CNJ afasta juiz investigado por desvio de recursos em Manaus
KÁTIA BRASIL
da Agência Folha, em Manaus
O CNJ (Conselho Nacional de Justiça) decidiu afastar e instaurou processo administrativo disciplinar contra o juiz Celso Gióia, titular da Vara da Infância e da Juventude Criminal de Manaus (AM).
A decisão, inédita na Corte do Amazonas, saiu na terça-feira e é resultado de uma sindicância, aberta em janeiro, que investigou supostos crimes de venda de sentença, manipulação de processos, falsificação de documentos, formação de quadrilha, extorsão e corrupções ativa e passiva, além de desvio de recurso públicos.
Ontem, o advogado do juiz Celso Gióia, Walter José Faiad de Moura, afirmou que o magistrado nega as acusações. Disse que, com a decisão do CNJ, o juiz está afastado das funções de magistrado desde anteontem, mas continuará a receber o salário de cerca de R$ 19 mil.
A sindicância que resultou no afastamento do juiz foi aberta após um empresário do ramo de transporte fluvial de Manaus denunciar ao Tribunal de Justiça do Amazonas uma suposta extorsão de R$ 120 mil feita pelo magistrado.

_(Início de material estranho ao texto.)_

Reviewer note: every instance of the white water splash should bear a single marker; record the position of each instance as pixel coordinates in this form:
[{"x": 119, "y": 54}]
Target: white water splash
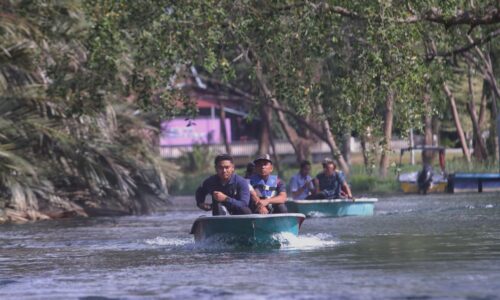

A Corregedoria do TJ ouviu depoimentos de acusados e testemunhas, mas, como a denúncia envolvia um magistrado, enviou o caso ao CNJ.
A sindicância do CNJ apurou as ligações de Celso Gióia com a empreiteira Perfil, que ganhou licitações de obras públicas e tem como sócio o filho do juiz, Vitor Andrade Gióia, em 2007.
O filho do juiz passou a ser sócio da empreiteira ao receber cotas do vendedor de seixo (pedra solta) Arleson Carlos Rodrigues, que foi ouvido pelo CNJ em março, em Manaus.
Em entrevista à Folha naquele mês, Rodrigues afirmou que assinou documentos da empreiteira porque Vitor de Andrade Gióia era seu patrão.
O vendedor mora em uma casa de alvenaria de dois cômodos em um terreno da Perfil na zona oeste de Manaus.
A Lei Orgânica da Magistratura veda a magistrados participar de sociedade comercial, inclusive de economia mista.
Segundo a investigação do CNJ, o juiz Celso Gióia seria o verdadeiro dono das empresas Construtora Perfil Ltda. e Construtora Nova Era Ltda.
Nos contratos de constituição das empresas aparece como sócio o vendedor Arleson Carlos Rodrigues.
Outro lado
Por meio de seu advogado de defesa, o juiz Celso Gióia, titular afastado da Vara da Infância e da Juventude Criminal de Manaus, afirma que é vítima de perseguição.
O advogado Walter José Faiad de Moura afirmou que, com o afastamento cautelar decidido pelo CNJ, o magistrado tem prazo para se defender das acusações no processo administrativo disciplinar. "Ele vai, com certeza, desconstituir as acusações, que são desconexas", disse o advogado.
Sobre as empreiteiras Perfil e Nova Era, que têm como sócio Vitor Andrade Gióia, filho do juiz, o advogado disse que o magistrado nega que seja o dono das empresas.
"Estão condenando uma pessoa porque o filho tem uma empresa. Daqui a pouco juiz não vai poder passar em concurso se ele tiver família rica. O avô desse empresário [Vitor Gióia] tem muitas posses e o menino se desenvolveu nas empresas", disse o advogado.
O presidente do Tribunal de Justiça do Amazonas, desembargador Hosannah Florêncio, afirmou que na segunda-feira deve nomear um magistrado para assumir temporariamente a Vara da Infância e da Juventude Criminal de Manaus.
Florêncio disse que, dependendo da decisão do processo administrativo disciplinar aberto pelo CNJ, o juiz Celso Gióia poderá retornar ao cargo. "Se ao final ele sair vitorioso, ele volta; se não, ele poderá receber uma aposentadoria".